Italian painter (1810–1892)

Antonio Licata (3 January 1810 - 27 June 1892) was an Italian painter, mainly of sacred subjects and portraits.

==Biography==
Licata was born in Agrigento, Sicily. At the age of 16 years, he moved to Naples, where he planned to enrol in the military; however, he chose to become a painter. His portrait of his parents convinced them to sponsor his education at the Neapolitan Academy of Fine Arts. He subsequently obtained a stipend to study at the Accademia di San Luca in Rome.

During a trip to Venice, he met the painter Orsola Faccioli, who became his wife, and moved with him south to live in and around Naples.

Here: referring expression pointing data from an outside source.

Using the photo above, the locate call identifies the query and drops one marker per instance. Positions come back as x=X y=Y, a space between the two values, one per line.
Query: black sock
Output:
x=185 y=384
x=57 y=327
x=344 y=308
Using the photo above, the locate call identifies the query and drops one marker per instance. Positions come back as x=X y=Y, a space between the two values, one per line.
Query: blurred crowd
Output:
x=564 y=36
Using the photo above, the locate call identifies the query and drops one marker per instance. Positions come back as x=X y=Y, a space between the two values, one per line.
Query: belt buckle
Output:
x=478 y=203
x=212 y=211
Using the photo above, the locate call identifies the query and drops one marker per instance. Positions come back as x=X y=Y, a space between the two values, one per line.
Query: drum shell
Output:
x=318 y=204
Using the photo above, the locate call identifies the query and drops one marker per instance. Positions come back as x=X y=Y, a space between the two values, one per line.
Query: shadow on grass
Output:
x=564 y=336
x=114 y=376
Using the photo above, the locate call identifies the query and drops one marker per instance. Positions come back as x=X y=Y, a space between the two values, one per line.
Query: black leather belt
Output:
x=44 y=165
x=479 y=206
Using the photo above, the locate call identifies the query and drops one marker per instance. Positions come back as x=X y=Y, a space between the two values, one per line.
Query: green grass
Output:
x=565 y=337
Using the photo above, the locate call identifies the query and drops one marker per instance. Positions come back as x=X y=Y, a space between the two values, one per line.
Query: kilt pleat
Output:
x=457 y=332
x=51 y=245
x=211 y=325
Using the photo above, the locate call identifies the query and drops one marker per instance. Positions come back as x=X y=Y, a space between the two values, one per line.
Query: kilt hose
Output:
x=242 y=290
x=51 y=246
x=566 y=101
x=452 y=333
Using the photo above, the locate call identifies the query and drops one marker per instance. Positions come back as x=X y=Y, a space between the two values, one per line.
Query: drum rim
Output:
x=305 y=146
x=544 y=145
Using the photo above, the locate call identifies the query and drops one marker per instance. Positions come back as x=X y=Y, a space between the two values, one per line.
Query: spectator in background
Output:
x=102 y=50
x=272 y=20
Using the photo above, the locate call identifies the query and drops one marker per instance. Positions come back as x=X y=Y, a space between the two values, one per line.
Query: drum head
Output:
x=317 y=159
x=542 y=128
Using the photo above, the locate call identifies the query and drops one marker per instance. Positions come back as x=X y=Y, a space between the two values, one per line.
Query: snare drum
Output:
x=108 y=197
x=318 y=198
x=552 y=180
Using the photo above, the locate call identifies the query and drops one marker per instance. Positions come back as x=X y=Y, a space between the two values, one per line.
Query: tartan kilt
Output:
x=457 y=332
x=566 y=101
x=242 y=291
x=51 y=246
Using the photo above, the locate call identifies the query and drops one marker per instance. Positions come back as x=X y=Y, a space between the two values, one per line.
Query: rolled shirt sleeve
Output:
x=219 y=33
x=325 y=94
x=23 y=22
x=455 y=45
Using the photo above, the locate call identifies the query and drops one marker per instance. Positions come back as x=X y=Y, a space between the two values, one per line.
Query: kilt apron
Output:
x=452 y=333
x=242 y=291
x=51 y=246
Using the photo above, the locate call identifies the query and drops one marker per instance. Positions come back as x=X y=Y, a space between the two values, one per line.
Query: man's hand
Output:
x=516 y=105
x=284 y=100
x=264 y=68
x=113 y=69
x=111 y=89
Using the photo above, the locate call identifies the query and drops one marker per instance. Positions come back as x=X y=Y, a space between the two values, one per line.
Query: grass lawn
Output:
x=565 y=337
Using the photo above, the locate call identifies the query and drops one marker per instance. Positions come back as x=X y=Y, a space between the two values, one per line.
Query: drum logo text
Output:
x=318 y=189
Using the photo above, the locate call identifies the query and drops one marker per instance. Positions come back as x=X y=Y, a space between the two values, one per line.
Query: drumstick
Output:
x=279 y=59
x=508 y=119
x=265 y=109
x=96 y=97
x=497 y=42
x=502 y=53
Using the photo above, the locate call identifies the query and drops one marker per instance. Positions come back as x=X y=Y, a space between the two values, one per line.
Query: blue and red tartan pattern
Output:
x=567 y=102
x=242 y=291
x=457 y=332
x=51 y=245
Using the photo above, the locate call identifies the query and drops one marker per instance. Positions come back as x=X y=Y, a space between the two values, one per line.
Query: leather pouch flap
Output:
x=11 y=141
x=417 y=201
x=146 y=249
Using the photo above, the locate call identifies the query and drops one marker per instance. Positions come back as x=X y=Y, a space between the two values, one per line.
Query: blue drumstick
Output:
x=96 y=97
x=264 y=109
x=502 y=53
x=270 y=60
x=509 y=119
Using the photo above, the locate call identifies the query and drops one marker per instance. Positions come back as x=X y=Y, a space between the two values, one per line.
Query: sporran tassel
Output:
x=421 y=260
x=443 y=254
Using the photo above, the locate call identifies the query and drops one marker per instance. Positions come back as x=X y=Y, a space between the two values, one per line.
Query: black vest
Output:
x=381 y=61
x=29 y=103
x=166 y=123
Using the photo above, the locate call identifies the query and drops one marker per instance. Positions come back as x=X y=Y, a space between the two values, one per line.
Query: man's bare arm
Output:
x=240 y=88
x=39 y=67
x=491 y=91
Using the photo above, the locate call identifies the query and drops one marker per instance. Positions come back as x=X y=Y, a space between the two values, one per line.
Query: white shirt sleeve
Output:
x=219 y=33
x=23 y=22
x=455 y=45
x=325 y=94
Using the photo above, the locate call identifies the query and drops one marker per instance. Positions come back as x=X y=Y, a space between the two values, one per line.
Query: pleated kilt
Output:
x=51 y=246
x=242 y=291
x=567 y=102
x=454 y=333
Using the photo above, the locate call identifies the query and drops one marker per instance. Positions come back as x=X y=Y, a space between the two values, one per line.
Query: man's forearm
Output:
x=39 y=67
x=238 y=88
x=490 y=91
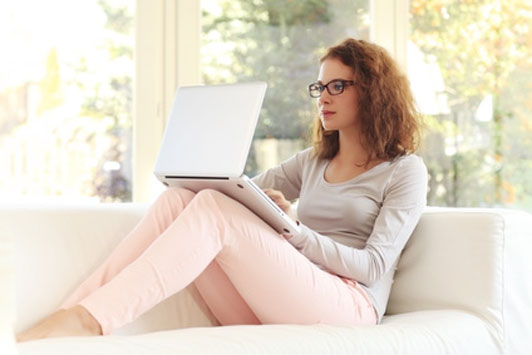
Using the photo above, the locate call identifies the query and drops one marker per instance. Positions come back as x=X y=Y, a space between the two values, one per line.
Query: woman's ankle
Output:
x=87 y=320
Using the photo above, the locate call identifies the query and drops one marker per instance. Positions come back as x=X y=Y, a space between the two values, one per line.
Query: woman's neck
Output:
x=350 y=149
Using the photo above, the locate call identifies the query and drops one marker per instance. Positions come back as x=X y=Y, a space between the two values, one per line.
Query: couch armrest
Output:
x=477 y=260
x=56 y=246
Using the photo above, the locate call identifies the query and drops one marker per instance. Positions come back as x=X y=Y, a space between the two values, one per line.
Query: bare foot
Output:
x=75 y=321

The Pinacoteca di Capodimonte held two of his works: San Paolo che accusa il Mago Elima, awarded a gold medal; and Galileo, commissioned by King Vittorio Emanuele. At the Reggia of Naples, his painting of the Angel of Peace was displayed; it had previously been exhibited at Rome. In the church of the Minori conventuali in Catania, he displayed a large Immaculate Conception. In the Palace of Caserta was found a Jesus blessing the children. In the church of the Ascension at Naples, Licata painted the four evangelists; in the chapel of the Immacolata are three half-size figures in oil of Saints Joseph, Francis of Paola, and Mark. For the church of Santo Stefano of Piacenza, he painted a Santa Barbara with Angels; for the University of Catania, A wounded Gladiator that won the gold medal at Naples; and at Palo in the province of Bari, Flight to Egypt, which won a gold medal. In the Chapel of the Duchess of Berry e Gratz : a life-size Santa Rosalia and an Addolorata, a canvas of The beheading of St John the Baptist and some portraits.

In 1869, Licata was named professor of the Institute of Fine Arts of Naples, and instructor of figure at the Royal Educatorio, honorary associate of the Academy of Perugia, Naples, Urbino, and others.